Conclusion: Disease-specific queries are a relatively simple method to foster patient identification across the rare-disease spectrum. Such methods are even more important for disorders such as APDS where an approved, pathway-specific treatment is available in the US.

Introduction

Activated PI3Kδ syndrome (APDS) is an inborn error of immunity (IEI) with a heterogenous clinical presentation with signs of both immune deficiency and immune dysregulation (13). Hallmarks of immune deficiency include recurrent sinopulmonary infections and susceptibility to herpesvirus viremia, while dysregulation may manifest as atopy, lymphadenopathy, organomegaly, and autoimmunity (2, 4, 5). The proximate cause of increased risk of lymphoma in APDS is debated, but both deficiency and dysregulation could be implicated (6).

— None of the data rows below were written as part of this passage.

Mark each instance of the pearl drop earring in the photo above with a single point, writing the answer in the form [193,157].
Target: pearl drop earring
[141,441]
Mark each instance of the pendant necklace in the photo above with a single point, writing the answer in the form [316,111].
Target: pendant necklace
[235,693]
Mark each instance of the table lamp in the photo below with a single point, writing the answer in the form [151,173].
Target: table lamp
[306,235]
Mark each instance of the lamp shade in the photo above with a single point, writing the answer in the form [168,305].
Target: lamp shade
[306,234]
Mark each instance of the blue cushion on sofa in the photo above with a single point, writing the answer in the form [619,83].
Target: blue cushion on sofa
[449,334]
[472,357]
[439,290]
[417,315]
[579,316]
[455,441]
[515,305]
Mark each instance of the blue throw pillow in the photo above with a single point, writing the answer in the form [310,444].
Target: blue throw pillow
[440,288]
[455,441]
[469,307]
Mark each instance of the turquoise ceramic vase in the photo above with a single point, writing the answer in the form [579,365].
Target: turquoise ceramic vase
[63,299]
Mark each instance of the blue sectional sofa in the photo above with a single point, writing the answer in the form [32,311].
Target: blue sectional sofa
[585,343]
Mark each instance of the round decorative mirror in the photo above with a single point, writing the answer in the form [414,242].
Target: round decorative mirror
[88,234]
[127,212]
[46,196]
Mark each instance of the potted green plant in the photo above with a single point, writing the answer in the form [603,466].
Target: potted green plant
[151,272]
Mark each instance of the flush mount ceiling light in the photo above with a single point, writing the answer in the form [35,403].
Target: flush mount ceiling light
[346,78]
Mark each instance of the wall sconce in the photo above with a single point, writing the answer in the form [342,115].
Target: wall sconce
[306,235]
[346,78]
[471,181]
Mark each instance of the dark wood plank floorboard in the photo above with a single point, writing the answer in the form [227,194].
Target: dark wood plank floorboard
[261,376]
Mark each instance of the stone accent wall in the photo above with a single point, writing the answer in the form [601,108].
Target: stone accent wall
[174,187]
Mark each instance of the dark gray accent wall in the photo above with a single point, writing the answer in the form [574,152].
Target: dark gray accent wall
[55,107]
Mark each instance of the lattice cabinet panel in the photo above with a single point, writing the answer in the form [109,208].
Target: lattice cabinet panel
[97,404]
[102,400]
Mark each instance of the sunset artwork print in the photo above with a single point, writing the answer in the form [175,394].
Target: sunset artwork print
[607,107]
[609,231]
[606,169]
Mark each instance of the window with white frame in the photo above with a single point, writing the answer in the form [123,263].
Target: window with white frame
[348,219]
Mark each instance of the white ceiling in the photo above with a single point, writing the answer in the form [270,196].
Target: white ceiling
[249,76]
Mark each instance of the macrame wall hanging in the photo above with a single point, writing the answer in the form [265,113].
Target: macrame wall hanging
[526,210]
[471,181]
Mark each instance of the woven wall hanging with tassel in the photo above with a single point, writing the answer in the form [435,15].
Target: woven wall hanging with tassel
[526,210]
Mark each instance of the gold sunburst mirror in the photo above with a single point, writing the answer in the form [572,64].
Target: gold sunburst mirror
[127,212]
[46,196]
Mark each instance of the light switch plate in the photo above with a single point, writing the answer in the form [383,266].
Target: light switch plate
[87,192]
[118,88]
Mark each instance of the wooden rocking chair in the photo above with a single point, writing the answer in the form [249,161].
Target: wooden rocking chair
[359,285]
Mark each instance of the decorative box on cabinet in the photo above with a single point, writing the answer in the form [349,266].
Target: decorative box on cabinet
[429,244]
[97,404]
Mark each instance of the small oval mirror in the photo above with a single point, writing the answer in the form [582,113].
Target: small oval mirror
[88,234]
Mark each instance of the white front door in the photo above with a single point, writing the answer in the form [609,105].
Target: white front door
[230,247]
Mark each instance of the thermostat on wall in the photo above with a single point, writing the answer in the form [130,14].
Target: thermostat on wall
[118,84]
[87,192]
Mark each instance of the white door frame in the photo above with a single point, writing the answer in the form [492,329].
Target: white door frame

The complex array of symptoms frequently drives a patient to seek care from several types of clinicians. Uncoordinated care, misdiagnoses, status as a rare disease, range of severity of symptoms, unavailability of genetic testing, and other factors may contribute to the 7-year median diagnostic delay (7, 8). APDS is a progressive illness; therefore, like many IEIs, this diagnostic odyssey may increase healthcare utilization, lead to permanent organ damage such as bronchiectasis, and result in other poor outcomes (4, 7, 911).

Organizations such as the National Organization for Rare Disorders and Jeffrey Modell Foundation have led robust educational initiatives focused on rare diseases and IEIs specifically (1214). Despite these and other efforts, diagnostic rates of IEIs remain stable apart from extreme presentations in infants (11, 15). The growing fields of bioinformatics and artificial intelligence investigate and provide methods to search electronic health records (EHRs) to weave together the patient encounters distributed throughout a hospital system (1618). We sought to demonstrate that querying EHR systems to aggregate the disparate signs into a risk score could help identify patients with APDS.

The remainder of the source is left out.